Friday, October 07, 2005

Justification

Why is it that we (people, generally, but stay-at-home-moms in particular and me, especially) feel it necessary to identify ourselves by our jobs?

I made a title for this blog, with my profession and current job on it, but after some thought have deleted it. Who cares what my profession is and whether I'm doing it right now? What difference does it make if I'm doing work for our family business while I'm home with the kid(s)? Staying home with my girl is a good thing and I don't need to justify this by reciting a resume of what I did/do in addition to it. I just wonder, why do I feel the need to do it?

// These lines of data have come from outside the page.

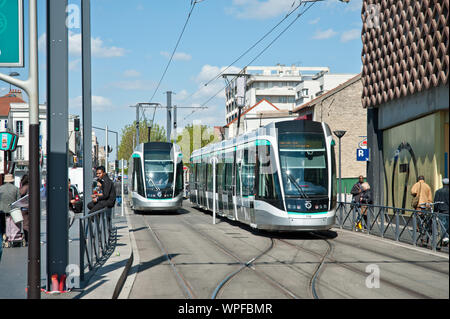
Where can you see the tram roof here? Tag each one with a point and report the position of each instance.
(267, 130)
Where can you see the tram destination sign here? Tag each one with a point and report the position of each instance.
(11, 33)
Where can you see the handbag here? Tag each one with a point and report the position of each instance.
(415, 201)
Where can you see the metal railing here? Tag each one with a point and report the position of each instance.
(97, 237)
(415, 227)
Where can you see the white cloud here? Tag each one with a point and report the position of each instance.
(255, 9)
(131, 74)
(178, 56)
(207, 73)
(351, 35)
(133, 85)
(321, 35)
(74, 64)
(98, 48)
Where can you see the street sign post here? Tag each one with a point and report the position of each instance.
(11, 33)
(362, 155)
(8, 141)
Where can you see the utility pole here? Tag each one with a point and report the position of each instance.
(106, 149)
(87, 105)
(31, 87)
(57, 127)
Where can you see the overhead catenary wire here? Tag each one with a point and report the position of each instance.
(257, 56)
(250, 48)
(193, 3)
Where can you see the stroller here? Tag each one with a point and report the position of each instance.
(14, 236)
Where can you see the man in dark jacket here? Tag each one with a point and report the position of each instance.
(357, 190)
(108, 197)
(441, 196)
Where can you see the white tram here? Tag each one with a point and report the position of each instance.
(278, 177)
(156, 177)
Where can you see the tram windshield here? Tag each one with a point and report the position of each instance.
(303, 164)
(158, 170)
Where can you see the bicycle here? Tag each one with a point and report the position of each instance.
(425, 223)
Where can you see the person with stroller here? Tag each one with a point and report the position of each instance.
(9, 194)
(23, 190)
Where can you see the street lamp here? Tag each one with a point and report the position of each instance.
(339, 135)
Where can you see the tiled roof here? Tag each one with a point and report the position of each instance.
(5, 102)
(329, 93)
(249, 109)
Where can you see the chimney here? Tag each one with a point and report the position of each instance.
(16, 93)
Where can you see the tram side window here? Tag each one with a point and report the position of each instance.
(247, 168)
(179, 179)
(269, 186)
(210, 177)
(139, 182)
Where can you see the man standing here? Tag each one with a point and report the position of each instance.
(423, 191)
(8, 195)
(441, 197)
(357, 190)
(108, 197)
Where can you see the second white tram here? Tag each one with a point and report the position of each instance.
(278, 177)
(156, 177)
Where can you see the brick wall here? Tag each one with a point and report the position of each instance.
(343, 111)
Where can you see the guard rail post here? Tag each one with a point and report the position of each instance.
(414, 218)
(397, 224)
(433, 240)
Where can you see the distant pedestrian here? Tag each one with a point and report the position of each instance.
(441, 197)
(357, 190)
(118, 189)
(8, 195)
(23, 190)
(366, 198)
(421, 192)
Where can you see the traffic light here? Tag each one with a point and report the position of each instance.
(76, 124)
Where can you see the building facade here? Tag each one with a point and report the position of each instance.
(341, 109)
(405, 91)
(275, 84)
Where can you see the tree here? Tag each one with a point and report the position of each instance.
(158, 134)
(193, 138)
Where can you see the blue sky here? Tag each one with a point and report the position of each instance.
(132, 41)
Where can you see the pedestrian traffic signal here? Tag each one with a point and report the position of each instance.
(76, 123)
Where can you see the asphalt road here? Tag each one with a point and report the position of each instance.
(183, 255)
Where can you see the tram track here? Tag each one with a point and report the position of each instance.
(182, 282)
(327, 260)
(244, 265)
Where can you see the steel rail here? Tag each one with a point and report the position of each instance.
(244, 265)
(356, 270)
(180, 279)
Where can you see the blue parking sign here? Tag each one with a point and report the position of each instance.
(362, 154)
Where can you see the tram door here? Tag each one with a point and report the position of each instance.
(247, 185)
(228, 187)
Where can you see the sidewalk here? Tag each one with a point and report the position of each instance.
(107, 282)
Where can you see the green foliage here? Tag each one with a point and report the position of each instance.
(128, 134)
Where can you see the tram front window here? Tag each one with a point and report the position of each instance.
(158, 174)
(303, 164)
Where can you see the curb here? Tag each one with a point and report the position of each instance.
(133, 262)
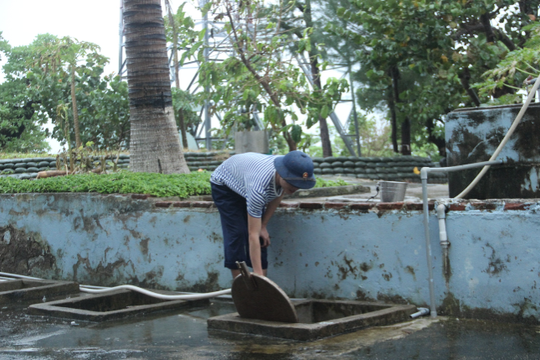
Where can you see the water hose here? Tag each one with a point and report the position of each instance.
(504, 141)
(99, 289)
(95, 290)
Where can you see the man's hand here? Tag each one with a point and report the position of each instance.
(265, 237)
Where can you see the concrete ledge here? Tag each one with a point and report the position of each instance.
(24, 291)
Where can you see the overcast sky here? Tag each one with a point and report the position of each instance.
(95, 21)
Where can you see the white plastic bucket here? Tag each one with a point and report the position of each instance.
(392, 191)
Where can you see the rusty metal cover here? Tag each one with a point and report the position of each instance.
(258, 297)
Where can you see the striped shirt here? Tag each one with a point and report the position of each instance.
(252, 176)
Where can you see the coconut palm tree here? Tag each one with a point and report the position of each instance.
(155, 143)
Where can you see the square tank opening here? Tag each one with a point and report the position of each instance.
(112, 302)
(317, 319)
(314, 311)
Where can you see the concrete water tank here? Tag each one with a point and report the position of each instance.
(473, 134)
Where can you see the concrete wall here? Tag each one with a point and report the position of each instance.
(473, 135)
(324, 250)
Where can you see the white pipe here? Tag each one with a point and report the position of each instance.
(443, 236)
(99, 289)
(18, 276)
(93, 290)
(441, 215)
(425, 206)
(516, 122)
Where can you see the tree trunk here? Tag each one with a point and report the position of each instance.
(393, 124)
(406, 137)
(74, 107)
(394, 99)
(155, 143)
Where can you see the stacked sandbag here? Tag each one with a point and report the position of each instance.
(398, 168)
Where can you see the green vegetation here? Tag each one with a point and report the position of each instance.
(124, 182)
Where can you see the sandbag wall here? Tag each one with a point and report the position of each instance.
(398, 168)
(28, 168)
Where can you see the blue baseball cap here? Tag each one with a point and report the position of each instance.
(296, 168)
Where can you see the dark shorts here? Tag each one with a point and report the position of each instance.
(233, 212)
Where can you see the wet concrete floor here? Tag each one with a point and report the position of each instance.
(184, 335)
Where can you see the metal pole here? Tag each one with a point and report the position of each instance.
(332, 115)
(121, 33)
(207, 120)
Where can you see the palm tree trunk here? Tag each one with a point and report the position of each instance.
(155, 143)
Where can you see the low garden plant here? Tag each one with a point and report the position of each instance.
(125, 182)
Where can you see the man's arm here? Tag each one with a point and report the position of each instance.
(270, 208)
(254, 230)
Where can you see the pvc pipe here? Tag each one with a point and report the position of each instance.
(93, 290)
(516, 122)
(99, 290)
(443, 236)
(420, 312)
(425, 207)
(18, 276)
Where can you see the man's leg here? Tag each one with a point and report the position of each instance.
(233, 213)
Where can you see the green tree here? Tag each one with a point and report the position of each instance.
(432, 51)
(264, 74)
(39, 85)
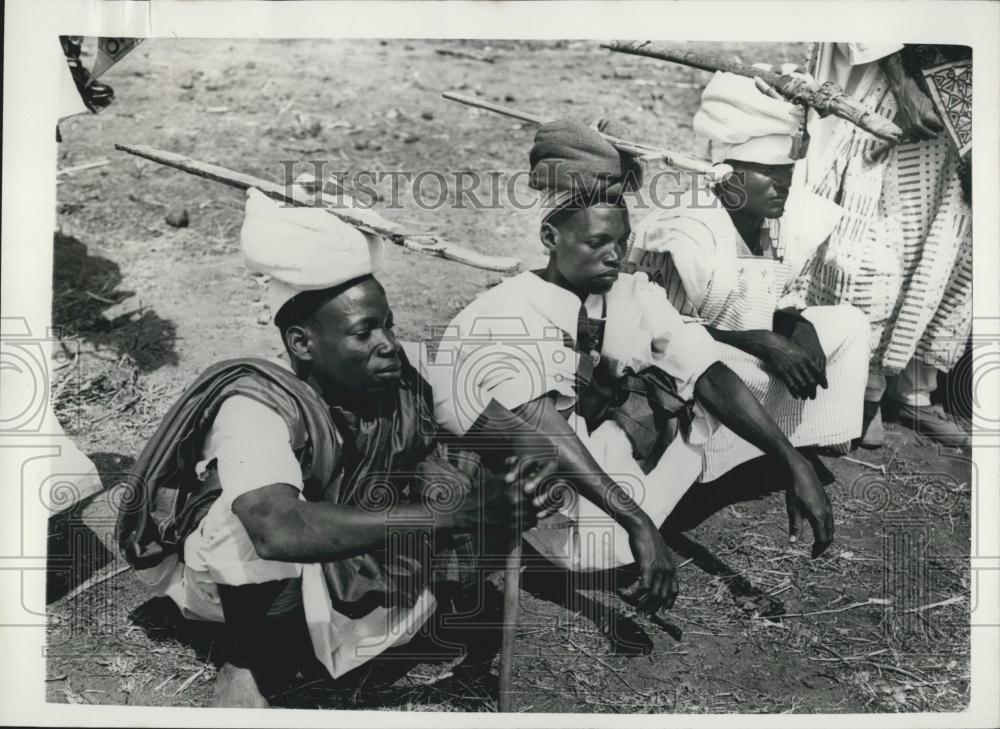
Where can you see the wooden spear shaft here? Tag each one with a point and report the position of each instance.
(826, 99)
(680, 161)
(363, 219)
(511, 609)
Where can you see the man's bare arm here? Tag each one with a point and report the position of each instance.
(788, 361)
(285, 528)
(537, 428)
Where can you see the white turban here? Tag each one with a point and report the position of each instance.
(740, 122)
(302, 249)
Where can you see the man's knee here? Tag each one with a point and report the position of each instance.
(838, 324)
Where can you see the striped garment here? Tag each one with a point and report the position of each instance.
(902, 251)
(697, 255)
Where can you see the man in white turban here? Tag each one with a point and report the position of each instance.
(278, 497)
(725, 255)
(594, 365)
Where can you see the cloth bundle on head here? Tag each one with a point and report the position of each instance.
(574, 166)
(740, 122)
(303, 249)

Theories: (1) guilt because the burden of supporting our behinds falls on Doug, (2) desire to go back to work at some point, but maybe it just boils down to (3) a misplaced need for approval or desire to be "important". I dunno.

3 comments:

Grey said...

We know you are the best. You don't need a resume to prove it.

Kat or Mike said...

I think it is because motherhood as an occupation is completely undervalued in our society. I think many people imagine that moms sit around all day lazing about on the sofa eating grapes-- or they don't think about it at all.
There is nothing wrong with being proud of all of your accomplishments- professional and maternal.

Dogwood Girl said...

Steph, just now commenting on this, but i am the same way. I always laugh at myself after answering the "what do you do?" question with "Well, i was a tech writer, but now i am a SAHM." And I always hear the apology and defensiveness in my voice.

And then I laugh about it, because anyone who has done the latter job knows it is WAY harder than any other gig one might have. . . .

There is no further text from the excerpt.